National Grid said that an automatic protection relay - a sophisticated £2,000 device the size of a shoebox - "tripped" after it misinterpreted a switch in power supply as a fault on the system. This knocked out three of the four substations supplying south London, cutting off electricity to 410,000 customers, including Network Rail and London Underground.

The blackout on 28 August was Britain's worst in a decade and highlighted grave deficiencies in communications between National Grid, police and the operators of the country's rail systems.

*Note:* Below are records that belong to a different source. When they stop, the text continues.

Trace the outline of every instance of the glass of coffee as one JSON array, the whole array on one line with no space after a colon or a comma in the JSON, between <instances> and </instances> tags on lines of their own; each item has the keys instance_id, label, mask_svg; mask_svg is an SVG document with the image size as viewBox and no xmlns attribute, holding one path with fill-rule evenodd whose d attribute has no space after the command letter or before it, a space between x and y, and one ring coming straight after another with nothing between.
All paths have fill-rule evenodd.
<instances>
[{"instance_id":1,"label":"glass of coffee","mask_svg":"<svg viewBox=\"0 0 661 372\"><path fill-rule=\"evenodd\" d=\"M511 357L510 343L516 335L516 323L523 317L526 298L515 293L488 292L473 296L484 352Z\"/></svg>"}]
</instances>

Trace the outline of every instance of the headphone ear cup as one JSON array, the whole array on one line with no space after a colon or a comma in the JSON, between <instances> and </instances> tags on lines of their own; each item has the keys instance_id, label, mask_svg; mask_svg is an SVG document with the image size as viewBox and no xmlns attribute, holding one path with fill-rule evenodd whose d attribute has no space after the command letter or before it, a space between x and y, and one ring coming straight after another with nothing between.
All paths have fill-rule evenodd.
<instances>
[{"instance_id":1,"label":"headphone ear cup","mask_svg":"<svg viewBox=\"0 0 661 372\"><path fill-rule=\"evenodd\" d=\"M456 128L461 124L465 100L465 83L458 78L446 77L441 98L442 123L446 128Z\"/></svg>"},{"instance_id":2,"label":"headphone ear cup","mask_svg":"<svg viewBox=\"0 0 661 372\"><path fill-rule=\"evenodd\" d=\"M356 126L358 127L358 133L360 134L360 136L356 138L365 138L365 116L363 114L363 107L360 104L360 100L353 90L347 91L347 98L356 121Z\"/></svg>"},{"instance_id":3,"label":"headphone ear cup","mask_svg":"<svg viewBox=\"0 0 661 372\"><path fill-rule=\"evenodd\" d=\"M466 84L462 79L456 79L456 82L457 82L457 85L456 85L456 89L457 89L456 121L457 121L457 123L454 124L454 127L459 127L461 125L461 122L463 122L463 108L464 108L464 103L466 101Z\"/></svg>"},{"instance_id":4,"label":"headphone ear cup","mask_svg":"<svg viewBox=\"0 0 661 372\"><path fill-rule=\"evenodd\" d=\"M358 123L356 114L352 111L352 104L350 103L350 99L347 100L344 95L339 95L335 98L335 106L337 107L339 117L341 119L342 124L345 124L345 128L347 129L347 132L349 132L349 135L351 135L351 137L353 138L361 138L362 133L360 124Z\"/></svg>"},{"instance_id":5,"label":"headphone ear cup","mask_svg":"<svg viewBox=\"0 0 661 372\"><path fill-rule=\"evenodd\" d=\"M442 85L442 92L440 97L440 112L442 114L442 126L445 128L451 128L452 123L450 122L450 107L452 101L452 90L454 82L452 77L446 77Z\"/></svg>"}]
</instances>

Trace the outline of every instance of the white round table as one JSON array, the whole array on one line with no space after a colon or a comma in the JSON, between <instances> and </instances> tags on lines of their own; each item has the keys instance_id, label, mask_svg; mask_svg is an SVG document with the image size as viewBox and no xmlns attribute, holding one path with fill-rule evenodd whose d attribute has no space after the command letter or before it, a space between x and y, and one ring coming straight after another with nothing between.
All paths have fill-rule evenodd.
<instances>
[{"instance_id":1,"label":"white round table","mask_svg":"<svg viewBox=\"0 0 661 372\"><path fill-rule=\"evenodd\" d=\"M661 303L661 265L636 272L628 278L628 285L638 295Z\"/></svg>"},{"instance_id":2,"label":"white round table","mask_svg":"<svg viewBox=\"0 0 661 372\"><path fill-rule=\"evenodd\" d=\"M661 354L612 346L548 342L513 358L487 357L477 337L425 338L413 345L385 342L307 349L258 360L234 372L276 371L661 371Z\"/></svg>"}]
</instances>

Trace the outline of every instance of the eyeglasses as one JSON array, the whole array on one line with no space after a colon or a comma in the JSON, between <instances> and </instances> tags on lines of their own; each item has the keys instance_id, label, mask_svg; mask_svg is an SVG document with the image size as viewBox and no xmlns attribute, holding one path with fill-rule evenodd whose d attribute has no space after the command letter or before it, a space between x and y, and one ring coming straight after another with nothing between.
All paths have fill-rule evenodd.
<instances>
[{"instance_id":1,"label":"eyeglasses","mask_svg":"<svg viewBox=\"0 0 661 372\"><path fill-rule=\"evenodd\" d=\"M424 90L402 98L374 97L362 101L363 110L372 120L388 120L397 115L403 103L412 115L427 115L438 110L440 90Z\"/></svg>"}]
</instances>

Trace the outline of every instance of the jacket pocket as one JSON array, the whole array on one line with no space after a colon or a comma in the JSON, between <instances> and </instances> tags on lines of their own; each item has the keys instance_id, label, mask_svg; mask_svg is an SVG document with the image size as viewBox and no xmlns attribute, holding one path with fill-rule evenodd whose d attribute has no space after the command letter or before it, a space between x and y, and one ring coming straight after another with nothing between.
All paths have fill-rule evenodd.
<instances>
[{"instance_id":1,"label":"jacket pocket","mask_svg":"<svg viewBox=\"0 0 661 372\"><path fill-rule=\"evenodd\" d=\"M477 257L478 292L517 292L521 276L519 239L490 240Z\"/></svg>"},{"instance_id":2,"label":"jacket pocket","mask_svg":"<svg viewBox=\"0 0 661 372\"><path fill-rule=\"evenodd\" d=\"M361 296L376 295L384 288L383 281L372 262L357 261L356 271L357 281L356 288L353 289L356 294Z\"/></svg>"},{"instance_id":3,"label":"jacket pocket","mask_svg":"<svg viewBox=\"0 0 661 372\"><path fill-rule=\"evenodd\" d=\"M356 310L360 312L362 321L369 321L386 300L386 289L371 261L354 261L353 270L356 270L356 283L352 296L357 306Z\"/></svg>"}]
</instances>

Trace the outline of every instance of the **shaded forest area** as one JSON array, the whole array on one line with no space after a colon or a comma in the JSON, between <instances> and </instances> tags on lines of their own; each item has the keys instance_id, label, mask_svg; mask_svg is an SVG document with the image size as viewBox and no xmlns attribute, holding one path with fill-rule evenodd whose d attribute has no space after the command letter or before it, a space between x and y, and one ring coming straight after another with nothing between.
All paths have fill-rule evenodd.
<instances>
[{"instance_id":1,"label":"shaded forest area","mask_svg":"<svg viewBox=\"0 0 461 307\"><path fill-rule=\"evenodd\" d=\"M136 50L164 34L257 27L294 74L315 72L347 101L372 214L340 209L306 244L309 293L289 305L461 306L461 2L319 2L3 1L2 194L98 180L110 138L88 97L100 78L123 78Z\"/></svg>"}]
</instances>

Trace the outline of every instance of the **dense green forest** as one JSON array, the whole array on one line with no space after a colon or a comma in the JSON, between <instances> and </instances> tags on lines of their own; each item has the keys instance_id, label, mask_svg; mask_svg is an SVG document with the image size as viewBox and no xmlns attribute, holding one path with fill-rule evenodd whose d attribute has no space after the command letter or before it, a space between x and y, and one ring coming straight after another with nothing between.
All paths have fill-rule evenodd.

The relay, put in place in June 2001, should have been designed to cope with a current of more than 5,000 amps. Instead, a more sensitive 1,000-amp relay was installed by mistake. Despite the fact that the wrong fuse, installed by an outside contractor, had lain undetected for two years, National Grid said there would not be any disciplinary action against any member of staff. Nor is it seeking damages from the contractor.

Roger Urwin, chief executive of National Grid, said the power failure was an isolated incident caused by human error and was not the result of a lack of investment or inadequate maintenance and operating procedures.

He also maintained that National Grid was not liable to pay compensation to customers for negligence. It hadnot breached its operating licence - an offence that could lead to a £100m fine from the energy regulator, Ofgem.

Mr Urwin also denied that National Grid had become "accident prone" even though a second power failure just a week after the London blackout had cut off supplies to 200,000 homes in the West Midlands. The Department of Trade and Industry and Ofgem announced they are to investigate the two incidents.

The investigations are likely to focus on why EDF Energy, the French-owned electricity supplier for London, did not reconnect London Underground immediately. The Grid report says that EDF had made contingency arrangements to do just this in the event of a power failure at Wimbledon.

But only one of the three engineers in the EDF control room that evening is understood to have had the authority to switch supplies. Once London Underground had taken the decision to close the Tube, the power supply had to remain switched off for hours because trains were being evacuated on to the tracks.

The 43-page report by the Grid depicts a "sod's law" sequence of events that led to the 41-minute blackout. On the evening in question one of the two transmission circuits linking the four south London substations was out of service for routine maintenance.

A "Buchholz alarm" - of which there are only about 13 a year - then sounded at the Grid's national control centre at 6.20pm, warning that a transformer at one of the substations, Hurst, was in danger of failing.

The transformer was immediately disconnected from the system and the power flow switched so that Hurst could be supplied from the Wimbledon substation via another substation at New Cross. But the automatic relay protector between Wimbledon and New Cross with the wrong fuse interpreted the power surge as a fault, shutting the three substations and causing the blackout.

The Grid reconnected all of the substations to the national transmission system at 6.57pm. Four minutes later, EDF Energy reconnected all its affected customers.